Our visit to Swayambhunath, another UNESCO World Heritage Site, was more successful. This Buddhist temple complex is located on the top of a hill and 40 years ago LE walked through fields and rural roads to reach the summit. This time we walked along busy streets, dodging motorcycles and buses, then climbed the steep stone pilgrim stairway dodging troops of rhesus macaques. The temple compound is centered on a gleaming white stupa topped by a gilded tower painted with the eyes of the Buddha
staring out across the valley in the cardinal directions. At it's base is a ring of prayer wheels embossed with the sacred mantra Om
Mani Padme Hum (hail to the jewel in the lotus) and pilgrims, circling the stupa in a clockwise direction, spin each one as they pass by. Thousands of brightly coloured prayer flags with similar mantras flutter above the stupa and their prayers are carried to heaven by the wind horse (Lungta). The stupa on it's own would be a splendid sight but what makes Swayambhunath one of the definitive experiences of a visit to Kathmandu is the temple's location. All around the stupa are a jumble of religious buildings, monuments and sculptures displaying both Buddhist and Hindu iconography and crowds of local people jostle together engaging in seemingly random rituals. It was a chaotic, colourful, noisy, fascinating scene of everyday life in Nepal.

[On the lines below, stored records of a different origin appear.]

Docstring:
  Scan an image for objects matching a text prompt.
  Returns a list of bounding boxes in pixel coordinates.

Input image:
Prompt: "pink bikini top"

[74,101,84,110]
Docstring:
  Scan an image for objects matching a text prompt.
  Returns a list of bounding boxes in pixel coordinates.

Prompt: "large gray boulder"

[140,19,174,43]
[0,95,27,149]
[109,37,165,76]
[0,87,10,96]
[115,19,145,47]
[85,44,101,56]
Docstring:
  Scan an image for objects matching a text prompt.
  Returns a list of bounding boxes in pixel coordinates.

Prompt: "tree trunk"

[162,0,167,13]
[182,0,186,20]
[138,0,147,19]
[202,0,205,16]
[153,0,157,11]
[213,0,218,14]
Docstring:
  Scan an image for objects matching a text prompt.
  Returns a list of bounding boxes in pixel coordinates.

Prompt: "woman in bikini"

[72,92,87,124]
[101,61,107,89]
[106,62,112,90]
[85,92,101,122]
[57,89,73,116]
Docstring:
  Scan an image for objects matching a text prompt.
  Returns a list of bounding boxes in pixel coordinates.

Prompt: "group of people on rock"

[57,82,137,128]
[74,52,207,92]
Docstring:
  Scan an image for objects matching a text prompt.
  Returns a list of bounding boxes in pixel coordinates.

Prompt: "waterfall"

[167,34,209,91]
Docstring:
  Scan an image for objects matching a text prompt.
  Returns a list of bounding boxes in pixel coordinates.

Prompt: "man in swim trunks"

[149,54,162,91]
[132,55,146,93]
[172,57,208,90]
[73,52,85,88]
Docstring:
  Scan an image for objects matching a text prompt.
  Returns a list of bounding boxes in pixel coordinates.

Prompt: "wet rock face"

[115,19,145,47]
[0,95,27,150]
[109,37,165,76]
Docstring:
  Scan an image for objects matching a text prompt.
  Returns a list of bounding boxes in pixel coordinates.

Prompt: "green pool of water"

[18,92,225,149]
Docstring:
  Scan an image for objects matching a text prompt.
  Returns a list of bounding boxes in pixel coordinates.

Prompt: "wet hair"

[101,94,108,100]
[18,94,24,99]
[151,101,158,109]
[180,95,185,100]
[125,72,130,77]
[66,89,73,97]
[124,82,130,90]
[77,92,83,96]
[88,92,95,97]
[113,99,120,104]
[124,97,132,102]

The third UNESCO World Heritage Site on our visit was the Bodhnath Stupa, the largest stupa in Nepal and one of the largest stupas in the world. The stupa stands 36 meters high and the whitewashed dome stands on three levels of plinths built in the shape of mandalas. As at Swayambhunath the dome is topped by a gilded central tower with the all-seeing eyes of the Buddha gazing north-south-east-west, and surrounding the entirety is a low wall set with a ring of prayer wheels. What is very different is the stupas location; it is at street level and
completely surrounded by buildings, not visible from the main road. According to legend, Bodhnath Stupa was built during the 5th century by an an old poultry woman who asked the king for land to construct a shrine to the Buddha. The king agreed, and offered her as much land as she could cover with the skin of a water buffalo. The woman proceeded to cut a buffalo hide into thin strips, and placed them end to end to form a huge circumference. The king realized that he had been tricked by the old woman, but he adhered to his word, and the
stupa was constructed according to these dimensions. Historically the stupa was on a major trade route between Lhasa and Kathmandu. Tibetan traders would pray here for a safe journey before driving their yaks over the high passes of the Himalayas. Today Bodhnath is the center of Tibetan Buddhism in Nepal with at least 29 gompas (monasteries) located within 3 km. Maroon clad monks and nuns are a common sight and can be seen either wandering along the prayer-flagged side streets, or performing their daily kora (ritual circumnavigation) repeating the mantra Om Mani Padme Hum either quietly or aloud.
It did not matter to LE that nothing was as she remembered, it was a whole new exotic city in which to make other memories. A great beginning to her birthday trip.